Political scientist Pratap Bhanu Mehta, the chief executive of the Center for Policy Research in New Delhi, says there is now enormous domestic political pressure on the Indian government to take action against Pakistan.
He has described the Mumbai attacks as a "preemptive strike" against Obama's South Asia strategy.
Obama's proposed plan includes a diplomatic strategy that would encourage Islamabad to attack militants in Pakistani territory. In exchange, Obama has proposed the appointment of a U.S. special envoy to help resolve Pakistan's dispute with India over the divided territory of Kashmir.
Bedi notes that Obama's plan also includes the military component of increasing the number of U.S. troops on the Afghan side of the border. "The U.S. policy is very simple. It doesn't want India and Pakistan to be in a confrontational state all over again because it would impinge adversely on American aims in the region," he says.
"It is a period of time when they feel that the Pakistani Army, along with the American and NATO forces, are making some headway against the Taliban and their associates in the tribal areas along the Afghan border. And they don't want that pressure to be relieved," Bedi adds. "But they cannot stop the Pakistani Army from redeploying [to the border with India if they choose to do so] because that is a national-security problem as far as Pakistanis are concerned."
Creating Political Fissures
Antonio Giustozzi, a South Asia expert at the London School of Economics, agrees that the Mumbai attackers probably wanted relations between New Delhi and Islamabad to deteriorate to the point that New Delhi makes a rash military response against Pakistan.
Giustozzi says he thinks the ultimate aim of the attackers was to compromise relations between Pakistan's new civilian government and the Pakistani military. Any troop deployments by India near its border with Pakistan would lead to a request from Pakistan's military to redeploy troops. He says that would not be easily accepted by the civilian government considering the pressure it is under from Washington to go after militants in the tribal regions.

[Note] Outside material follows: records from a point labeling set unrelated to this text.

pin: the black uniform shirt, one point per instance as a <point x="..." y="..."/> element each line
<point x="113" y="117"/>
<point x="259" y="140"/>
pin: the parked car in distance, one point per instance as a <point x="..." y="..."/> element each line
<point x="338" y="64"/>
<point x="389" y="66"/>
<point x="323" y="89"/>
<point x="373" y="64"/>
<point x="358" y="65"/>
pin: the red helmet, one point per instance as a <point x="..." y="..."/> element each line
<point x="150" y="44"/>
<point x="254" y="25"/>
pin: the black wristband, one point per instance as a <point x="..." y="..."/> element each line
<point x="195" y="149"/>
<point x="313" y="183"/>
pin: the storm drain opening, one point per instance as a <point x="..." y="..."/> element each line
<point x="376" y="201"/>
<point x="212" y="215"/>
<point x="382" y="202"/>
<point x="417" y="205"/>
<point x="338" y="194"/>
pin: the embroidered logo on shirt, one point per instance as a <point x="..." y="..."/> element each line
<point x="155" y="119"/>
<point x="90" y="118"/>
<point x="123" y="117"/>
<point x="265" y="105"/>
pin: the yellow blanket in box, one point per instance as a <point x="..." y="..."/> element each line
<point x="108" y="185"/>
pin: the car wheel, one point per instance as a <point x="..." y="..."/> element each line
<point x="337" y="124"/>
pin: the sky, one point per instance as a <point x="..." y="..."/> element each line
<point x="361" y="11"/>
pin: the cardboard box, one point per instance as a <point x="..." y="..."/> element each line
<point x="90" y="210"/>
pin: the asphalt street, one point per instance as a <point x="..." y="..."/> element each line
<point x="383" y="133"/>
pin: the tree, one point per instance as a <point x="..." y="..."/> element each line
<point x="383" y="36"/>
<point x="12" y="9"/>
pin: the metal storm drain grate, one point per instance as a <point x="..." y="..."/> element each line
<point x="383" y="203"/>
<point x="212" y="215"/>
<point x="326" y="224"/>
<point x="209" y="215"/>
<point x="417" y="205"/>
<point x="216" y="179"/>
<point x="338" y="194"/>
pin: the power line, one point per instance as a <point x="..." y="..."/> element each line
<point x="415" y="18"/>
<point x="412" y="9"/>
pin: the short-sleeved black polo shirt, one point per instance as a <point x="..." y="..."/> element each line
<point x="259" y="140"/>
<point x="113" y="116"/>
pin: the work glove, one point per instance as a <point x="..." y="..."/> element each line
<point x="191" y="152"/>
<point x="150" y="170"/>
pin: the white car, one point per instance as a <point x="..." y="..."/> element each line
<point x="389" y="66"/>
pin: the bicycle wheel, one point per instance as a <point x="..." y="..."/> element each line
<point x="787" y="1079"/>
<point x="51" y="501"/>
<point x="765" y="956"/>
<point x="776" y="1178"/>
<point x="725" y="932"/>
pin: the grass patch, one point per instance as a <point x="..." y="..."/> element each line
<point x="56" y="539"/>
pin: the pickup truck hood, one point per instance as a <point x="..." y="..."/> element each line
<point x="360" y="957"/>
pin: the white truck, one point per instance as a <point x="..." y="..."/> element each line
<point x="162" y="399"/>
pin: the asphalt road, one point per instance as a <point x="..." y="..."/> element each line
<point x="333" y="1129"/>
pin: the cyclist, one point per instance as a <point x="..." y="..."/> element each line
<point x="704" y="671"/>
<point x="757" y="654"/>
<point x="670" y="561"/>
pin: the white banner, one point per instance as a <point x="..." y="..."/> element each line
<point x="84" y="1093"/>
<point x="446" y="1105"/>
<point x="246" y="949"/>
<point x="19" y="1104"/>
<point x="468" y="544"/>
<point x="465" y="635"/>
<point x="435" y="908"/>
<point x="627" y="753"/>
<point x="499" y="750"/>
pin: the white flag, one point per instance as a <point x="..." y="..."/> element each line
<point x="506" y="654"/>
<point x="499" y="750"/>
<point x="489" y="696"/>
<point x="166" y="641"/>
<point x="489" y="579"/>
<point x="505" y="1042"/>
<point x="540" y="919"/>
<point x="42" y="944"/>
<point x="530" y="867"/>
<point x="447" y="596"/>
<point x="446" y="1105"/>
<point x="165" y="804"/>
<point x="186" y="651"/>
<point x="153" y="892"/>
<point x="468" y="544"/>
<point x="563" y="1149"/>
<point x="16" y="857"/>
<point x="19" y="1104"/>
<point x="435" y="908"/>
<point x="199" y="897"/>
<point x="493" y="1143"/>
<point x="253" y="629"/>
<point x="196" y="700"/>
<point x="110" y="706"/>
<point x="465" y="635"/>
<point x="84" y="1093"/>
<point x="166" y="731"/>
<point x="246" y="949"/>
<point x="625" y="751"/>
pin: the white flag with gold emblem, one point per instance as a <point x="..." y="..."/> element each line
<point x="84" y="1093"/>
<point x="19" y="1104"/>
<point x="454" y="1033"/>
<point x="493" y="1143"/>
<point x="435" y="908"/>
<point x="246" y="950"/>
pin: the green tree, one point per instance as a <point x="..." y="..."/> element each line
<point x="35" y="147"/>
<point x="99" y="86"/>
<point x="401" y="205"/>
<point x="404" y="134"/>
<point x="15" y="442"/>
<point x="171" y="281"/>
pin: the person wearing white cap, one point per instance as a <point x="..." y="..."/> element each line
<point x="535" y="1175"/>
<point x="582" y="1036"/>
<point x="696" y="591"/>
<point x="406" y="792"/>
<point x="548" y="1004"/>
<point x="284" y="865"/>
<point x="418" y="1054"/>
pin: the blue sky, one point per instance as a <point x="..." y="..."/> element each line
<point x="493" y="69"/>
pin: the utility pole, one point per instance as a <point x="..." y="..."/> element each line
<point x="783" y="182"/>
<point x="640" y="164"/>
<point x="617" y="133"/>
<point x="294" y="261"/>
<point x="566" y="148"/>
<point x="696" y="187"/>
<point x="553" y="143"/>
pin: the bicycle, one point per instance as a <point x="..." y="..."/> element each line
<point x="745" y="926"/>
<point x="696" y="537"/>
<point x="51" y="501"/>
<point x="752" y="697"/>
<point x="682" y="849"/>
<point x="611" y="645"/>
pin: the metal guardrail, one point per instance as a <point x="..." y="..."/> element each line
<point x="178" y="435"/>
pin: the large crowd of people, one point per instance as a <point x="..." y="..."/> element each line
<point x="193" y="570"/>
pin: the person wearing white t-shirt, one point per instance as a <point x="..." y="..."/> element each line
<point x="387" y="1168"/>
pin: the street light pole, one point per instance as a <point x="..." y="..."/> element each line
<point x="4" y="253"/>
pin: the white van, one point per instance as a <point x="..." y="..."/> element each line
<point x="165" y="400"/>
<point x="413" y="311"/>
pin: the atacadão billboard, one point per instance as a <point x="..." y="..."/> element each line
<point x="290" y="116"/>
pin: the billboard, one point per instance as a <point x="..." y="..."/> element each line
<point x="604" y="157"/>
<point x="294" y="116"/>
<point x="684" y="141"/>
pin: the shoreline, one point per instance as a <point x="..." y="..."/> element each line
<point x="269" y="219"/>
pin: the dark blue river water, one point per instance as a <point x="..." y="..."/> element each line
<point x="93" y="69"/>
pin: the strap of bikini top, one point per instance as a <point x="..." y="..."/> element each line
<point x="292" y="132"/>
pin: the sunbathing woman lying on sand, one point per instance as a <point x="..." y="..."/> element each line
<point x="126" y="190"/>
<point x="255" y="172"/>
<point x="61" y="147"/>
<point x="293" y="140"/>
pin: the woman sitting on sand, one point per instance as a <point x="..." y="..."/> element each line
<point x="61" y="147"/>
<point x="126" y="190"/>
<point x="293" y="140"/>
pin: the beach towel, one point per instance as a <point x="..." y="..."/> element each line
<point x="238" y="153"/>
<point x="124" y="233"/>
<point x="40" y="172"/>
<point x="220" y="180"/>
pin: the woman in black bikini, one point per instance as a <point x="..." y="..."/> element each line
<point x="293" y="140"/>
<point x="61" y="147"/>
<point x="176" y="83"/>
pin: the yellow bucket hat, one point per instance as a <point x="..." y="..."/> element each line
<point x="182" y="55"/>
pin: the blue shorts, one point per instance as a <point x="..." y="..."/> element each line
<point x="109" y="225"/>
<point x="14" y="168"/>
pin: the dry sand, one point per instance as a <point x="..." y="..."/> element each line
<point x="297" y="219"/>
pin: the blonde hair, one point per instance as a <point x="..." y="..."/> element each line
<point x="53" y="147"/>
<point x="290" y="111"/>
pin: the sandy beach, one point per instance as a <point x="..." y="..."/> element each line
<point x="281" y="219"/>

"It seems that the only reasonable aim was to drive an even bigger wedge between India and Pakistan -- maybe lead to an escalation in the confrontation," Giustozzi says.
"For example, movements of Indian troops around the borders of Pakistan, which, in turn, might push the Pakistanis to withdraw some of their troops from the Northwest Frontier Province and move them back to the border with India," he continues.
"This kind of escalation would certainly compromise the improvements in relations and also, therefore, the efforts of the Pakistani government to wage a more proactive counterinsurgency campaign -- particularly in the Northwest Frontier Province and the Federally Administered Tribal Agencies in Pakistan."
Giustozzi says Rice's visit to New Delhi will shed light on the kind of relationship Obama's incoming administration is likely to have with India.
"The Indians will probably push the situation to try to raise the stakes. I think they are already a bit irritated that Obama did not call them after the elections, after his victory, whereas he called Islamabad. So there was already some underlying resentment," Giustozzi says.
"I think the Indians will probably try to strike some diplomatic gains from the situation. They will try to put pressure on Washington to, in turn, put greater pressure on Islamabad or [get] some other gain they can achieve in their relationship with Washington," he adds. "The Obama administration, as they take charge, will have to address this new situation."
Giustozzi concludes that those within India who want New Delhi to retaliate against Pakistan would be playing into the hands of the terrorists.